We are planning to create an application that predicts the next word of a text while the text is being typed. For example, if I have read many
is alread typed, then the next word could be books
or stories
but it is highly unlikely that the next word is theirs
. The basic idea is to count how many times triples read many books
and read many theirs
occur in some large body of real text and see that the former is much more frequent than the latter (such triples of words are called trigrams).
The large body of real text that we will use to create our models consists of three sets: about 900K blog entries, 1M news stories, and 2.3M twitter messages, each containing more than 30M words.

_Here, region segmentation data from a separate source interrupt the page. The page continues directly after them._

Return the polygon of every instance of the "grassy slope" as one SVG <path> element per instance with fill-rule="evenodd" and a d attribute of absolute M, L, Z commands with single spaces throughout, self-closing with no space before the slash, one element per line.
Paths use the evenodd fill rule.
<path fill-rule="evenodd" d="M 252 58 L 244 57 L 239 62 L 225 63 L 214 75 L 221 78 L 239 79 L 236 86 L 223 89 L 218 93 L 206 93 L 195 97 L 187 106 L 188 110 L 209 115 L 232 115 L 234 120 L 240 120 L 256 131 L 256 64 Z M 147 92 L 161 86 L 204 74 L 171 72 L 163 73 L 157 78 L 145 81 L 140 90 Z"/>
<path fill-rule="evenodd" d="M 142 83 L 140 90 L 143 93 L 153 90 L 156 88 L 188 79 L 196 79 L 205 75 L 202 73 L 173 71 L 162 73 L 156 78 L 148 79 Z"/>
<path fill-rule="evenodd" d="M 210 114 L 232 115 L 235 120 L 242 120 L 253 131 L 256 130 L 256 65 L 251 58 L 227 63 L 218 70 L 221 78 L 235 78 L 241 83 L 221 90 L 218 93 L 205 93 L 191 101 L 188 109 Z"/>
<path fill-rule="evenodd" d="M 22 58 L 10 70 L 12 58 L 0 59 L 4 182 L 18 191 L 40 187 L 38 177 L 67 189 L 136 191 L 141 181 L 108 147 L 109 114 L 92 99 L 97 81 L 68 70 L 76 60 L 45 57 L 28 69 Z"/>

Together, there are more than 100M words in the three bodies of text. Here, we download the data, load it into R, clean, filter for profanity, and perform some simple exploratory analysis. We identify most common words, bigrams, and trigrams.
We found that less than 2% of all entries contain obscene language. Since it’s not much, we simply delete such entries to avoid predicting curse words. Besides, we download an “official” English dictionary and match words found in the real data vs the dictionary. According to our findings, about 14% of all the “real” words do not appear in the dictionary, e.g., that's
and lol
. However, many words that appear in the data but not in the dictionary are foreign or misspelled words that we don’t want to use in prediction — they constitute about 2.5% of all the words.
We found that top 20 most frequent words constitute about 24% of all words, top 20 most frequent bigrams constitue about 3% of all bigrams, and top 20 most frequent trigrams constitute less than 1% of all trigrams.
Here we load the necessary libraries and set the working directory.
library(ggplot2)
library(stringi)
library(RWeka)
setwd("/Users/orlenkoirina/Dropbox/Data Analysis with R/Capstone project 2")
Now we check if the directory final/en_US
exists and contains 3 files. If it doesn’t, we download them first.
if (nrow(file.info(dir("final/en_US/")))!=3) {
url <- "https://d396qusza40orc.cloudfront.net/dsscapstone/dataset/Coursera-SwiftKey.zip"
download.file(url,destfile="Coursera-SwiftKey.zip",method="curl")
unzip("Coursera-SwiftKey.zip")
}
statLBlogs <- stri_stats_latex(readLines("final/en_US/en_US.blogs.txt"))
statLNews <- stri_stats_latex(readLines("final/en_US/en_US.news.txt"))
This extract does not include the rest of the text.